Il succède à Didier Deschamps, qui s'est retiré après la Coupe du monde 2026 au terme de quatorze années. Deschamps a dirigé l'équipe sur 185 matches pour 120 victoires, remporté la Coupe du monde 2018 et la Ligue des nations 2020-2021, et atteint la finale de l'Euro 2016 et celle du Mondial 2022. C'est le plus beau bilan d'un sélectionneur français, et c'est aussi une durée telle que la fédération n'avait pas mené ce type de recrutement depuis très longtemps.

Le contexte immédiat est celui d'un tournoi qui a mal fini. La France est arrivée en Amérique du Nord parmi les favorites et a perdu en demi-finale contre l'Espagne, qui l'a ensuite emporté. Ce n'est pas une crise d'effectif. C'est le problème plus inconfortable d'un groupe assez bon pour qu'on attende la victoire et qui ne l'a pas obtenue, situation où l'on préfère d'ordinaire changer de voix plutôt que de joueurs.

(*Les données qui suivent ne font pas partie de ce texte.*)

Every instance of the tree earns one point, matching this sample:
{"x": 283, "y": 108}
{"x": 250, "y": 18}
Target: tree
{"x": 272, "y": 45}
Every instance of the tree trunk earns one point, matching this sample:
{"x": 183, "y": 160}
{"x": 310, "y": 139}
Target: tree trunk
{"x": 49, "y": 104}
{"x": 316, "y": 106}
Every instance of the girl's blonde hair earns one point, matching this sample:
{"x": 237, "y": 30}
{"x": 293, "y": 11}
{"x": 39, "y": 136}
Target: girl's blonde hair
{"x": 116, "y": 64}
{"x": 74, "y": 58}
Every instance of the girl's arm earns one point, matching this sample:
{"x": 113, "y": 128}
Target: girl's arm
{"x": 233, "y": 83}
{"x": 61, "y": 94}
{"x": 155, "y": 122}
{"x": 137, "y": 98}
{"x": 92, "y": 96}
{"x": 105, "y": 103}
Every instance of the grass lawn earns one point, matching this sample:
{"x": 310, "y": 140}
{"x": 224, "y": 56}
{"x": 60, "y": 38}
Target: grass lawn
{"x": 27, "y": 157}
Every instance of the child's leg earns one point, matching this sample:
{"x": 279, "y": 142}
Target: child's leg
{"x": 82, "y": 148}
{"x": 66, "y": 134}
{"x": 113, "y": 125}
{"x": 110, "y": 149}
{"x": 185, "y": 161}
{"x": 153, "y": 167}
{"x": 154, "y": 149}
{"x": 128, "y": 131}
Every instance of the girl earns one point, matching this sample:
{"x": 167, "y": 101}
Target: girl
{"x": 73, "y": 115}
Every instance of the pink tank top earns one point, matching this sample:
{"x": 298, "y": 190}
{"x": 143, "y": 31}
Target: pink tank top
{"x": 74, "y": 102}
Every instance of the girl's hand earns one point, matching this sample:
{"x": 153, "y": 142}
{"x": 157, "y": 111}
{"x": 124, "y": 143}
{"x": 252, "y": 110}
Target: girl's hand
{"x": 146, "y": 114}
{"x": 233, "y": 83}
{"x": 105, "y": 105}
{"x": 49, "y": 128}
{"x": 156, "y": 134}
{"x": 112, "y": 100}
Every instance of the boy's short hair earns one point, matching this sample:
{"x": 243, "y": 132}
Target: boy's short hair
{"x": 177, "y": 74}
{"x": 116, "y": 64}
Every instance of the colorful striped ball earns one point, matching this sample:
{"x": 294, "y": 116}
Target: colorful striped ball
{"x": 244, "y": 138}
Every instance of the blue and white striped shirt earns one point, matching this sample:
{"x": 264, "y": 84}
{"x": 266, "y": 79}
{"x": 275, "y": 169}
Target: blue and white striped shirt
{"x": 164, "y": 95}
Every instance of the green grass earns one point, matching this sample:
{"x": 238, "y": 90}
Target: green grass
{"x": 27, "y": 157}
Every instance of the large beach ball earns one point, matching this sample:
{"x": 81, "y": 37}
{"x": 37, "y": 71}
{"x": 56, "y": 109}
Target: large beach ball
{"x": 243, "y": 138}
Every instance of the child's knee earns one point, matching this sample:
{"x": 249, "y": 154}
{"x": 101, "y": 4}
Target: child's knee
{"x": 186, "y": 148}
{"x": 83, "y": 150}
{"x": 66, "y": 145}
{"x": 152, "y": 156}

Ce que Zidane apporte n'est pas une école tactique. C'est que le vestiaire n'a pas besoin qu'on lui explique son parcours, et que la fédération a recruté le seul candidat dont l'autorité ne dépend pas de la prochaine campagne de qualification. Savoir si cela résiste à un mois d'octobre difficile est la seule vraie question, et c'est celle qui attend chaque sélectionneur français.